For the measurement of RGB values, an image captured on a PC was calculated using Microsoft Paint (manufactured by Microsoft Corporation), and the RGB ratio was calculated from the following equation.
RGB ratio = R value− (average of G value and B value) (1)
As a result, Comparative Examples 3 and 4 have a higher RGB ratio than Example 1, so that it was confirmed numerically that the development was poor.

  The liquid sample inspection method of the present invention can detect an object in a specimen with high accuracy without causing poor development by immunoassay. For example, infection with pathogens such as bacteria and viruses, pregnancy It can be suitably used for the presence / absence, blood glucose level measurement and the like.

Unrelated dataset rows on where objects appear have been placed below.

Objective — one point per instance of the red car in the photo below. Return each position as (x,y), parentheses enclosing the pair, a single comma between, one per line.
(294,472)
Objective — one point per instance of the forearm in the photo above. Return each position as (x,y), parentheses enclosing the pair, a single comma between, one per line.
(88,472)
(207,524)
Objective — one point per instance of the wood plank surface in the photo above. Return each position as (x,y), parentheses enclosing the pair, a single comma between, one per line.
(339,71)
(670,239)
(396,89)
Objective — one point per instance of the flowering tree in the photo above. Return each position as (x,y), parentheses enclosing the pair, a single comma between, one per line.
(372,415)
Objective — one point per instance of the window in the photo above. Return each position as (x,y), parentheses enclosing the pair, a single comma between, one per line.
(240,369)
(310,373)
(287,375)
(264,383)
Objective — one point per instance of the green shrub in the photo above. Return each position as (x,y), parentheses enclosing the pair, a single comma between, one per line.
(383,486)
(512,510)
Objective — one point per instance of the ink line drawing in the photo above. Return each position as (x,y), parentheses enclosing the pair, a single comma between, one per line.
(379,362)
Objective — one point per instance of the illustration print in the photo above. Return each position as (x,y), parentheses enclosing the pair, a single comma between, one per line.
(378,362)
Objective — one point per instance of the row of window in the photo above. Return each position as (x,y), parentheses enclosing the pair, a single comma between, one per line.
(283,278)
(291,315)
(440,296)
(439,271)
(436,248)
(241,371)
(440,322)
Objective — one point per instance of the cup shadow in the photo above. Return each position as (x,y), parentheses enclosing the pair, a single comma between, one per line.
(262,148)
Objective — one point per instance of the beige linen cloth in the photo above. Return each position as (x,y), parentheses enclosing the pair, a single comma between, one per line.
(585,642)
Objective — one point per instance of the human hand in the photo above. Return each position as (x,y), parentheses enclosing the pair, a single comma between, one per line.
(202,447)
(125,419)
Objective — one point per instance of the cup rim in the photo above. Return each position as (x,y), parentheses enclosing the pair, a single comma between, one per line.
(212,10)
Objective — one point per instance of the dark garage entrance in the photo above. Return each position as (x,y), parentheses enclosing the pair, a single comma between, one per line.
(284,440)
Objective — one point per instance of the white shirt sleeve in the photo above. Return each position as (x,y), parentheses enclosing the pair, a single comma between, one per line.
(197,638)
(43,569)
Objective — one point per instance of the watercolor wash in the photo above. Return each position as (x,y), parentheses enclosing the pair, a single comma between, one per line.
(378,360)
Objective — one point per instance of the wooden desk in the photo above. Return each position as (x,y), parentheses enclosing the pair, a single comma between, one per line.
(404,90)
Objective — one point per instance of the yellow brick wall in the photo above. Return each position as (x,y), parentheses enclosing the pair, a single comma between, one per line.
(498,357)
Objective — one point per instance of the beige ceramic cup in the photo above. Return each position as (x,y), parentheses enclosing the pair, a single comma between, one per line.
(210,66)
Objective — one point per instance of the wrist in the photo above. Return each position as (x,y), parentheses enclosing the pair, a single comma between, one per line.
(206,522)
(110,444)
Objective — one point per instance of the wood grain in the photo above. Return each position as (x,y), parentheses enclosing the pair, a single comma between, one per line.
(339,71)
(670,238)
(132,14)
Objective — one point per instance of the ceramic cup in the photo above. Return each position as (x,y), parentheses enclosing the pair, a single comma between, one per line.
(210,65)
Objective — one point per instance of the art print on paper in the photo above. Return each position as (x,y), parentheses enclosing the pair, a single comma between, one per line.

DESCRIPTION OF SYMBOLS 1 Liquid sample inspection tool 2 Sample extraction container 3 Filtration filter 3a Glass fiber filter 3b Resin filter (foamable resin filter)
5 Chromatographic medium 9 Specimen extraction nozzle P Detected object Q Capture substance S Liquid sample W Specimen extract

Claims (8)

After the liquid sample with the sample prepared is filtered by a filtration filter, the detected object in the liquid sample is detected or quantified on a liquid sample inspection tool having a chromatographic medium bound with a substance that captures the detected object. In the liquid sample inspection method,
The said filtration filter is a liquid sample inspection method provided with the filter made from glass fiber which has a hole diameter of 2.5 micrometers or more, and the resin filter which consists of a foaming resin material of an organic polymer. The liquid sample inspection method according to claim 1,
A liquid sample inspection method, wherein the porosity of the resin filter is 70% or more. In the liquid sample inspection method according to claim 1 or 2,
The resin filter is a liquid sample inspection method formed using polyvinyl alcohol. In a sample extraction nozzle that filters a liquid sample containing a sample with a filtration filter and drops it on a liquid sample inspection tool,
The filter is a specimen extraction nozzle provided with a glass fiber filter having a pore diameter of 2.5 μm or more and a resin filter made of an organic polymer foamable resin material. In the specimen extraction nozzle according to claim 4,
The specimen extraction nozzle, wherein the porosity of the resin filter is 70% or more. In the specimen extraction nozzle according to claim 4 or 5,
A specimen extraction nozzle using polyvinyl alcohol as the organic polymer.   A sample extraction container comprising: the sample extraction nozzle according to any one of claims 4 to 6; and a container body to which the sample extraction nozzle is attached.   A liquid sample test kit comprising: a liquid sample test tool having a chromatographic medium combined with a substance that captures an object to be detected; and the sample extraction container according to claim 7.